Das Dämmerlicht im Vestibül erschien umso dunkler. Weyhe war mit dem König
allein.
    »Es war ein
Missverständnis«, sagte er und verbeugte sich ein weiteres Mal. »Ich bitte,
mich entfernen zu dürfen.«
    »Haben Sie mir nicht
in größten Tönen versprochen, bald Licht in das Dunkel um die Ereignisse um den
toten Lakaien zu bringen? Wollten Sie mir nicht auf dem Silbertablett
präsentieren, welche Rolle mein Musikus Quantz in der ganzen Geschichte spielt?
Haben Sie mir nicht mit Verdachtsmomenten gegen den Musikus in den Ohren gelegen,
die Sie mir bald beweisen wollten?« Der König legte die Hände auf den Rücken
und reckte den Oberkörper.
    »Wie gesagt«, sagte
Weyhe. »Ein Missverständnis. Ich hatte den Eindruck, jemand sei meinem Zugriff
entkommen. Jemand habe sich nicht um die Befehle geschert, die ich im Namen
Eurer Majestät ausgesprochen habe.«
    »Weyhe«, sagte der
König, »Sie sind wohl einem Fehler verfallen, den viele Menschen begehen, die
in meinen direkten Diensten stehen. Sie glauben, Sie hätten nun selbst etwas
von der Macht an sich, die ich von Geburt an erhalten habe. Doch dieser Schein
trügt. Ich habe mich entschlossen, diese Macht nicht zu missbrauchen.

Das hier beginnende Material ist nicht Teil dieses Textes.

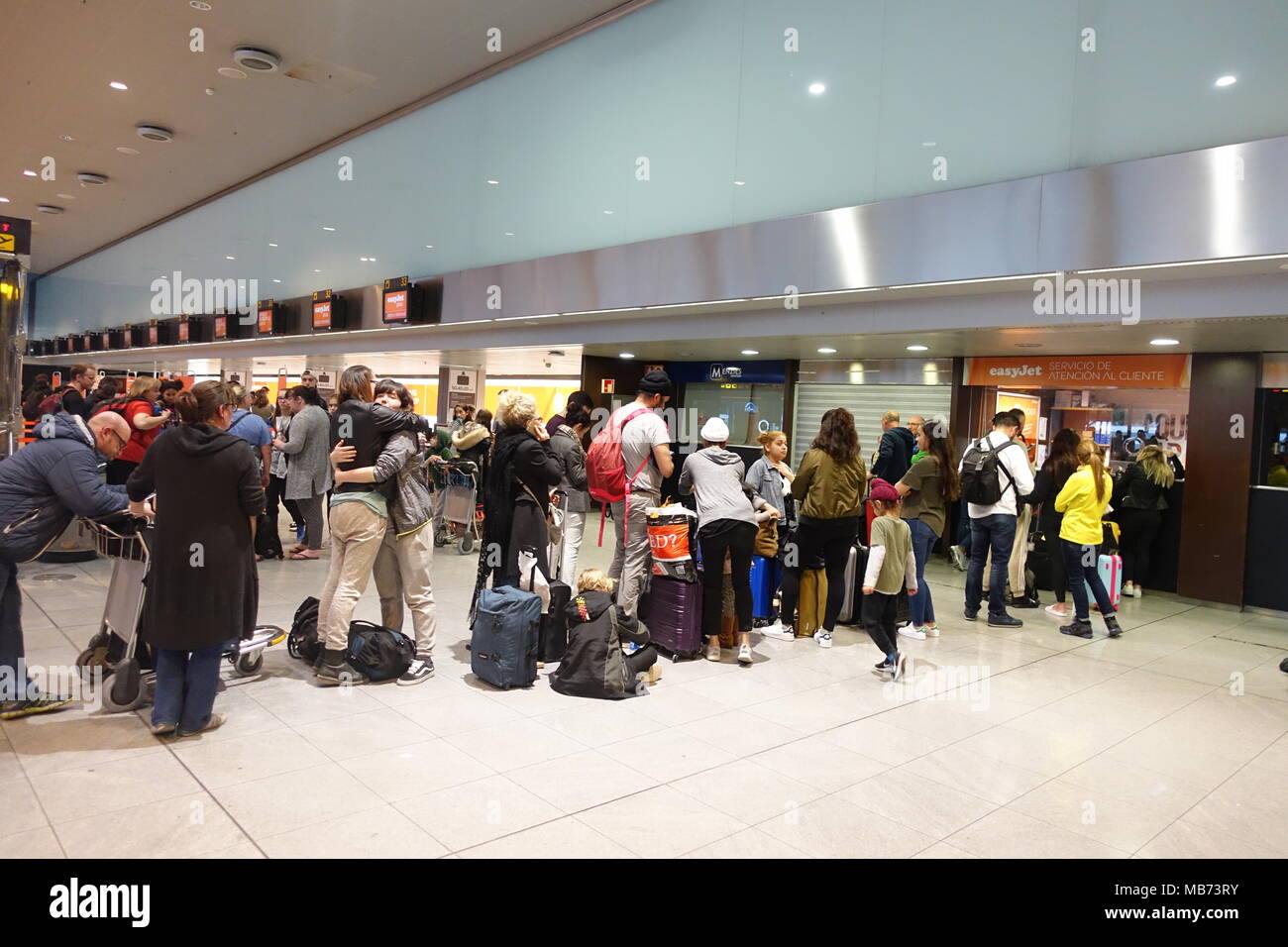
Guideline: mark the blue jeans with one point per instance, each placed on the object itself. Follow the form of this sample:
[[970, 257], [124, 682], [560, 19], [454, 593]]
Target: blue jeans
[[185, 685], [919, 605], [996, 532], [1081, 577], [964, 530]]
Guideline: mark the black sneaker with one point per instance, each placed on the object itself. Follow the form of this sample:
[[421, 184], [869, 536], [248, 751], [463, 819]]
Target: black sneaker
[[1076, 628], [44, 703], [421, 669]]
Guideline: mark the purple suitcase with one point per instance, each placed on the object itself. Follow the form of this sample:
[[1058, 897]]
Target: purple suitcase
[[673, 611]]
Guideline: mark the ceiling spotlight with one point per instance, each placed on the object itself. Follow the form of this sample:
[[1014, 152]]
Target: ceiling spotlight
[[154, 133], [257, 59]]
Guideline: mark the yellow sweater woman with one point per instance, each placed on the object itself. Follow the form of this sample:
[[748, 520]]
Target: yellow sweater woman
[[1083, 501]]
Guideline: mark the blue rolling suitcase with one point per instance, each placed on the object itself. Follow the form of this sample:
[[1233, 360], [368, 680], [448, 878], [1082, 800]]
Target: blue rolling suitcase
[[505, 638], [765, 577]]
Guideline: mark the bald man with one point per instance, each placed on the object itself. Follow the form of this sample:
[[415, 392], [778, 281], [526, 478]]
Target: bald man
[[42, 488]]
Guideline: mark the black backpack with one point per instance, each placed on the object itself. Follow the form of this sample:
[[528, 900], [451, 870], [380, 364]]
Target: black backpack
[[303, 641], [378, 652], [980, 476]]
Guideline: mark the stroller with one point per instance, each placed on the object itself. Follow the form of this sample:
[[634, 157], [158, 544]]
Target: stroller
[[462, 509], [116, 648]]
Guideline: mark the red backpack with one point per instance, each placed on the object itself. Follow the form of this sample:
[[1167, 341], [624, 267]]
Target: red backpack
[[605, 467]]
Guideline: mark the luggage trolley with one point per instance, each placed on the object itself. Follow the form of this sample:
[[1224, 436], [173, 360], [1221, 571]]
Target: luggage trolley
[[116, 648], [462, 509]]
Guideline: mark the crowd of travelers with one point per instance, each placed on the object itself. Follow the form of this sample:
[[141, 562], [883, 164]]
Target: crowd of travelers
[[364, 474]]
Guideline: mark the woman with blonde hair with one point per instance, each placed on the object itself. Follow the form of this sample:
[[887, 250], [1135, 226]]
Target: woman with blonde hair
[[516, 492], [1083, 500], [1141, 497], [138, 407]]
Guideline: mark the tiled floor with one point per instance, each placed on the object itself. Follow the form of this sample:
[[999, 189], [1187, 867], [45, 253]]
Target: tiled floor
[[1167, 742]]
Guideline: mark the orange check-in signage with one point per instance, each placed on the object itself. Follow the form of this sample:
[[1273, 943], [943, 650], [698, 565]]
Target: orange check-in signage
[[1080, 371]]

Und
soweit etwas von dieser Macht überhaupt auf meine Diener abfärbt, befehle ich
ihnen, ebenso zu handeln.«
    Der König wandte sich
ab, man öffnete ihm ebenfalls die Tür zum Marmorsaal. Einen Moment war seine
Silhouette sichtbar, dann wurde die Tür wieder geschlossen.
    Weyhe atmete tief
durch und verließ das Schloss. Seine Kutsche hatte auf dem Ehrenhof gewartet,
und er stieg ein.
    Nicht er hatte den
entscheidenden Fehler gemacht. Es waren seine beiden Helfer, die Kilian-Brüder.
Sie hatten Quantz zu früh festgenommen. Verdammte Idioten!
    Der Musikus war in
Bredes Haus gewesen, gut. Aber das war noch kein Beweis für Quantz’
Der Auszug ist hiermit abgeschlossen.